Id. at 182 (emphasis added).

Finally, Scott held in contradiction to Kolender, that the defendants had to show the statute was vague in all of its applications:

So long as a statute does not threaten to infringe on the exercise of First Amendment or other constitutional rights, however, such ambiguities, even if numerous, do not justify the invalidation of a statute on its face. In order to succeed on a facial vagueness challenge to a legislative measure that does not threaten constitutionally protected conduct . . . a party must do more than identify some instances in which the application of the statute may be uncertain or ambiguous; he must demonstrate that the law is impermissibly vague in all of its applications.

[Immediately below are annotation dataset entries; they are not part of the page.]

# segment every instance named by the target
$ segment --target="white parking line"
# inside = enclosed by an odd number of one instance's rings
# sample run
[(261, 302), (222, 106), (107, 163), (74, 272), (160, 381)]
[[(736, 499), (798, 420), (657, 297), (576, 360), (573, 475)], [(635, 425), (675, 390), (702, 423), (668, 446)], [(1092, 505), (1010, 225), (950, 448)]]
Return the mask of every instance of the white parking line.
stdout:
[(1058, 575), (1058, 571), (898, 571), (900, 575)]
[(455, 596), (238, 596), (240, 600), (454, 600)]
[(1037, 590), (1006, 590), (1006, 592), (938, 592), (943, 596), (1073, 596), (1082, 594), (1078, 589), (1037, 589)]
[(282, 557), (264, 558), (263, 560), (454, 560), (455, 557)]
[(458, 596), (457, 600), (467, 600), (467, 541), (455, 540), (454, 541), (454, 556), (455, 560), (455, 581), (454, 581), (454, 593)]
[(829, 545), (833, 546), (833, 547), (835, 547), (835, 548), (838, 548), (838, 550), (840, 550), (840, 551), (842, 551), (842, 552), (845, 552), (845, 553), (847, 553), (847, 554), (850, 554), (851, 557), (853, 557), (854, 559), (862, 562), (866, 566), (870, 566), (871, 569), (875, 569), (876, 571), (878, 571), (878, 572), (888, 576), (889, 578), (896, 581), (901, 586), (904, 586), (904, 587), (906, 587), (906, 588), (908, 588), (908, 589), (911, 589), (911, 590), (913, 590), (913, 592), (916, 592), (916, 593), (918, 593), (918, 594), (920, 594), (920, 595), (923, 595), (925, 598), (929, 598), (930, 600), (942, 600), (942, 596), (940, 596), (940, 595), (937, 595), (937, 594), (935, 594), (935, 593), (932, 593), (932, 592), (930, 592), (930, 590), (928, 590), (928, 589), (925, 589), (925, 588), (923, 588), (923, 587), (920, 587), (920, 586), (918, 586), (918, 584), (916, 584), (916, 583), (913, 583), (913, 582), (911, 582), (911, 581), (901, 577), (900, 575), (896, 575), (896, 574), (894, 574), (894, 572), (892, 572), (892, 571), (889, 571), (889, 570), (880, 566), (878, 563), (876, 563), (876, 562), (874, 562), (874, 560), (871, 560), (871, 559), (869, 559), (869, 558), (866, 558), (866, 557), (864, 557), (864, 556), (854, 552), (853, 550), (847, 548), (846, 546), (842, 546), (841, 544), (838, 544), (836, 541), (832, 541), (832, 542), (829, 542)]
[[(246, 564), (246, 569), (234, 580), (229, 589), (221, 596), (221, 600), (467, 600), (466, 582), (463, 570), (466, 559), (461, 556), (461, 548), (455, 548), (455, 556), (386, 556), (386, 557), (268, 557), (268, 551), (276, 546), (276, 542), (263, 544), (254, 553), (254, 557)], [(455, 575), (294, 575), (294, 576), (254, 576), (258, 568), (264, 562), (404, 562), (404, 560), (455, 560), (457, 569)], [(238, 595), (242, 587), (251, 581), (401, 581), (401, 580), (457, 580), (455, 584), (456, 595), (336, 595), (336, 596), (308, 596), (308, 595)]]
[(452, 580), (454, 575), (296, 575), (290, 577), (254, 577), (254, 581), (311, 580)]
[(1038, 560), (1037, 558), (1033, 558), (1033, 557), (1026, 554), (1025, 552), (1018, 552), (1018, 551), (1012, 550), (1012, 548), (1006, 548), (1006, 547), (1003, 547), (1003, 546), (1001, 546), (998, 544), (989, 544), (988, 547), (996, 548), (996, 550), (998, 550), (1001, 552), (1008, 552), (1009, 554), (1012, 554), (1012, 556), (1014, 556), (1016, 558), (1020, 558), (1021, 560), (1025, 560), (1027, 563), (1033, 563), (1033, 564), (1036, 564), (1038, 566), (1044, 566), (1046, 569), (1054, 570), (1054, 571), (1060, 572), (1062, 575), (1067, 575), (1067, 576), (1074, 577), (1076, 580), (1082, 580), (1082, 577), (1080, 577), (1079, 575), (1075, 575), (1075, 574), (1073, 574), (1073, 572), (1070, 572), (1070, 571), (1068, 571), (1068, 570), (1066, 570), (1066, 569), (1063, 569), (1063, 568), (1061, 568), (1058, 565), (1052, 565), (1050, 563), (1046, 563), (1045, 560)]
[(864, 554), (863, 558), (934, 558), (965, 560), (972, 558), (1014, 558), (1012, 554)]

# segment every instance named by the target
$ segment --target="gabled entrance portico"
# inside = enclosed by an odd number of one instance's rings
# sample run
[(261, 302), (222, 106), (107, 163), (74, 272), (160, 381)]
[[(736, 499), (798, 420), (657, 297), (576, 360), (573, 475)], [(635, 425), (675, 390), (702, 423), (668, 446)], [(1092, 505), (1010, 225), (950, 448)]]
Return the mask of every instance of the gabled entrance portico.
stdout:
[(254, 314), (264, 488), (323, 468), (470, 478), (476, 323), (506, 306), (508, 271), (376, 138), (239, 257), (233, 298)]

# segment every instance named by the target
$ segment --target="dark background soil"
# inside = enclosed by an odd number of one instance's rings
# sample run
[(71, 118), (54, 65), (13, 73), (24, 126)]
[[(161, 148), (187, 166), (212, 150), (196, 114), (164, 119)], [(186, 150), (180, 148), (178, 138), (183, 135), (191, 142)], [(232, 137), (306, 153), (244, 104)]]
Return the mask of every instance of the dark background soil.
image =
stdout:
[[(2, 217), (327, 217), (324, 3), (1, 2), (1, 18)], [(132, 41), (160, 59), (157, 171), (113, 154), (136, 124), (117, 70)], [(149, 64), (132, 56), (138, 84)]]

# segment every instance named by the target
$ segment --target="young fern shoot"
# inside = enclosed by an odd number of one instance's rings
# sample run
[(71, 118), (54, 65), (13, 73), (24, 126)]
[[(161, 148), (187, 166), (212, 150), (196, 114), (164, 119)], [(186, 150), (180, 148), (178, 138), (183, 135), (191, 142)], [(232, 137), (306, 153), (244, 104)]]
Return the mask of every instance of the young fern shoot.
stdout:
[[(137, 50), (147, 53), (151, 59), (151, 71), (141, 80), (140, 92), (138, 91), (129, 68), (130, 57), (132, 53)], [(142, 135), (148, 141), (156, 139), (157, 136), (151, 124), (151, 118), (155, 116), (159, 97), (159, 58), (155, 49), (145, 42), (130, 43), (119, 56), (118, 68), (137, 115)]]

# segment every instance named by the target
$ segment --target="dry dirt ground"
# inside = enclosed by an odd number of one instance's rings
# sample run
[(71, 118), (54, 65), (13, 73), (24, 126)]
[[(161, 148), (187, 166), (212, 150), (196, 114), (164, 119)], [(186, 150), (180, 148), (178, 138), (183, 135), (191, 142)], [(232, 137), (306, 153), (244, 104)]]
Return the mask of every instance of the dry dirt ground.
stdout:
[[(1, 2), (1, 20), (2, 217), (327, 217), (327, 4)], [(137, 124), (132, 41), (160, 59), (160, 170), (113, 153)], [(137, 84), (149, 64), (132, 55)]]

Scott, 26 Ca. Rptr. 2d at 183 (emphasis added) (internal quotation marks, citations, and emphasis omitted) (ellipses in original). As mentioned before, Kolender, however, indicated that "[t]his concern has, at times, led us to invalidate a criminal statute on its face even when it could conceivably have had some valid application." 461 U.S. at 358 n.8 (emphasis added) (citations omitted). In light of the foregoing and the specific analysis regarding Rule 3(5) supra, Scott cannot be considered persuasive.

In Clark, the camping prohibition was similar to the instant case but did not include the limiting language "remaining for prolonged or repetitious periods . . . not associated with ordinary recreational use" in Scott:

Camping is defined as

"the use of park land for living accommodation purposes such as sleeping activities, or making preparations to sleep (including the laying down of bedding for the purpose of sleeping), or storing personal belongings, or making any fire, or using any tents or . . . other structure . . . for sleeping or doing any digging or earth breaking or carrying on cooking activities."

These activities, the regulation provides, "constitute camping when it reasonably appears, in light of all the circumstances, that the participants, in conducting these activities, are in fact using the area as a living accommodation regardless of the intent of the participants or the nature of any other activities in which they may also be engaging."